Milo, thanks for the feed back! I used to read a lot, but I have no desire anymore. Are you still working? I know how you feel that it will go away, I don't want to be like this for the rest of my life. I am in denial maybe? I am on two anti depressants, Desyrel, Paxil. I take take 400mg of Celebrex a day and have just added a muscle relaxer for during the day. Which I can't take and drive, go to work etc.. When I exercise it is not intense exercise. I have been exercising all my life so I have had to learn to modify the workout. I do a lot of stretching and water exercises. I walk a lot and I have a stationary bike. I use a lot of resestance equipment in the pool to keep the muscle tone and strength. Very slowly and carefully I work out. I have had all my blood work done in Feb. and it is perfect except my white blood cells were a little low. The last time I went to the Dr. I asked about V-B12 shots and she said that my level was great. I decided to take them orally and it helps a lot. Do you know what causes the forgetfulnes and ability to concentrate? Thank you for your reply, this will help keep me going.


----------



## Guest (Jul 6, 2000)

Calida - Nice to meet you! So you are not on anything full time for pain management? Just when you need them? I have forgotten to take my meds for a couple of days and I thought that I was going to die ( I wanted to anyway). I had a long rebound period. I have always been on the go constantly so this is like hitting a brick wall for me. I have to say though that even at my worst I have a niece with Retts Syndrome and I know that my life is still blessed. I keep telling myself that it could always be worse. This board is wonderful, I have not really talked to anyone about this, at work they tell me that I don't look as bad as I say it is.
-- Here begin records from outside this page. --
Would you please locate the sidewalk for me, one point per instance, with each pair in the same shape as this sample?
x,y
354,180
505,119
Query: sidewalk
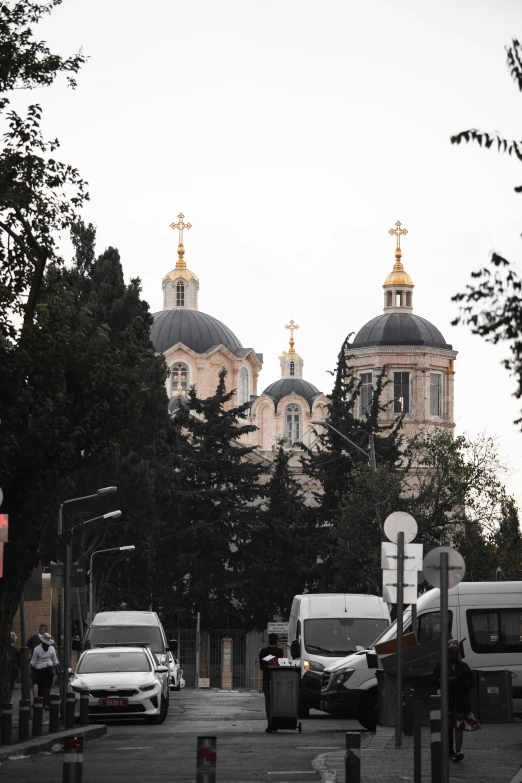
x,y
492,755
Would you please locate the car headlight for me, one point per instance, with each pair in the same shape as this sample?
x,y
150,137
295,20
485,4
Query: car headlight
x,y
313,666
341,678
149,686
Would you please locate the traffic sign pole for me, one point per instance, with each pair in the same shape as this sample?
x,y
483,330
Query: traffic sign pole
x,y
444,668
400,624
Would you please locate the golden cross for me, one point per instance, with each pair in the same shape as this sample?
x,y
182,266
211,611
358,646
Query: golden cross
x,y
180,225
398,231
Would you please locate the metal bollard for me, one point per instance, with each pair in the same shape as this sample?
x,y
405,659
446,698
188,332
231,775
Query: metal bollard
x,y
84,707
37,716
407,724
54,714
206,760
352,764
417,742
70,709
7,724
24,720
72,760
436,739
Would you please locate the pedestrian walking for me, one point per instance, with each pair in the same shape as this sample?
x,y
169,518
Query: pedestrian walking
x,y
44,663
460,680
32,642
268,657
14,656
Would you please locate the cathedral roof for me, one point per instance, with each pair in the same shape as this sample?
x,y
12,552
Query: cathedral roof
x,y
196,330
285,386
400,329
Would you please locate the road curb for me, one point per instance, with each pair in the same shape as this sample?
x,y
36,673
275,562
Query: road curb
x,y
320,766
31,747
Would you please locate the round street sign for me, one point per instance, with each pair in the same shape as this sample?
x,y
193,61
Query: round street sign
x,y
456,566
400,522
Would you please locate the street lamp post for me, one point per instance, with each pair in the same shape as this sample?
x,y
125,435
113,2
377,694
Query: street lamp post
x,y
65,595
129,548
370,457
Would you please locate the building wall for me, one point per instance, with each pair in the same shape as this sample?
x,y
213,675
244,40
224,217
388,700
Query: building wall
x,y
36,612
420,362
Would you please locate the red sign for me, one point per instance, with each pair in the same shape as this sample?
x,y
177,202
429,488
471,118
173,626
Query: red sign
x,y
4,526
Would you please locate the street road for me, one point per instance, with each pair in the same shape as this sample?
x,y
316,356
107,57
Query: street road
x,y
154,754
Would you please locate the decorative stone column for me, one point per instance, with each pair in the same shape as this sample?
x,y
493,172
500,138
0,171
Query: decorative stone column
x,y
226,665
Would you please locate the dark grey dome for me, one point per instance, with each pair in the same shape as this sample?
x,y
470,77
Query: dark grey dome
x,y
285,386
400,329
196,330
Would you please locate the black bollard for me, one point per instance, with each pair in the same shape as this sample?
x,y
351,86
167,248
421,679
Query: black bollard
x,y
54,714
72,760
24,720
70,709
206,760
84,707
436,739
37,716
409,695
352,763
7,724
417,742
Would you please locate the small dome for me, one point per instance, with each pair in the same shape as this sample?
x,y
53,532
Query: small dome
x,y
398,277
194,329
400,329
285,386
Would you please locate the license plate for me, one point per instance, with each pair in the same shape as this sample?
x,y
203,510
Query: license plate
x,y
114,702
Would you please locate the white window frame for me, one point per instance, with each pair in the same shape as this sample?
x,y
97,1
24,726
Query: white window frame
x,y
293,434
441,394
361,402
243,373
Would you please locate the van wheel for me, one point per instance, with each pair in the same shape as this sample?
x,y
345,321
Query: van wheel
x,y
367,714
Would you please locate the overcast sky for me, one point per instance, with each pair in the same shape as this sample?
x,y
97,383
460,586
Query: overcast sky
x,y
293,134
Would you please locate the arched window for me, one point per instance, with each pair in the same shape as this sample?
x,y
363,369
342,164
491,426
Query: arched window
x,y
292,424
179,376
244,395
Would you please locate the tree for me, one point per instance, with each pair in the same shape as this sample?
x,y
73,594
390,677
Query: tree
x,y
281,556
493,303
218,510
84,402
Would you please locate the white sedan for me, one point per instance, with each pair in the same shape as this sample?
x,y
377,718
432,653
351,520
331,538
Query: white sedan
x,y
123,682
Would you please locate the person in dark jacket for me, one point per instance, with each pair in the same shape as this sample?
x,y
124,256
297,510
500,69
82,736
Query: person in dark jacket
x,y
14,655
460,680
265,652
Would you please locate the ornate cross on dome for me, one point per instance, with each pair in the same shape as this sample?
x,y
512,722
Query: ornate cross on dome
x,y
293,327
180,225
398,231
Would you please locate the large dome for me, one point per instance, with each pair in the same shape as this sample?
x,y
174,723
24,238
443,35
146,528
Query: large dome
x,y
194,329
285,386
400,329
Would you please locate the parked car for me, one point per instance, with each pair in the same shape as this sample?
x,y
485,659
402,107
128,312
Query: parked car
x,y
128,627
123,681
487,616
175,673
325,627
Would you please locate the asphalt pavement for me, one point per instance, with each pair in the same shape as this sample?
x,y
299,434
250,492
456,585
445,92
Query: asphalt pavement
x,y
136,751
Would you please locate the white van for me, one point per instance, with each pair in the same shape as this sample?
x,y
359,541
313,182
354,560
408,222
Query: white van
x,y
327,627
487,615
So I just don't talk about it. Do you have friends and family that understand what you go through? I think that is the key to any ones strength in life. You take care, and reading a book is a healthy way to keep your mind active!


----------



## moldie (Sep 25, 1999)

Welcome lexa, Looks like you and calida posted around the same time. I agree with trying to take alot of the carbs out - especially those with white flour and sugars. I think they tend to slow a body and a mind down. It may be my imagination, but I think protein first thing in the morning is helpful. I am not sure what exactly causes the mind thing, but I know that there has been noted an area of the brain of fibro patients that is highlighted different from "normal" brains. Perhaps it has something to do with the synapsis/sending and receiving of messages. Making notes seems to be the best thing to do, as well as keeping the mind active, but shutting it down in a quiet darkened room when you need to (great when the "fog" rolls in) can be very helpful in rejuvinating it and your sore body.I am glad you are easing off a little on the exercise but not stopping. It sounds like you have a good program as long as you quit when you experience increased fatigue or you begin to feel more muscle pain. I usually go only slightly beyond the burn and then call it. I actually think if you feel sore and fatigued, for example in the a.m. after your body has been stagnant all night, it is a clue that you need to get your muscles and circulation going (and possibly increase the oxygen blood flow to the brain while your at it). Warm moist heat, trigger point, and massage seem to be about the best therapy for me. (Just wish I could get a little more of that massage on a regular basis).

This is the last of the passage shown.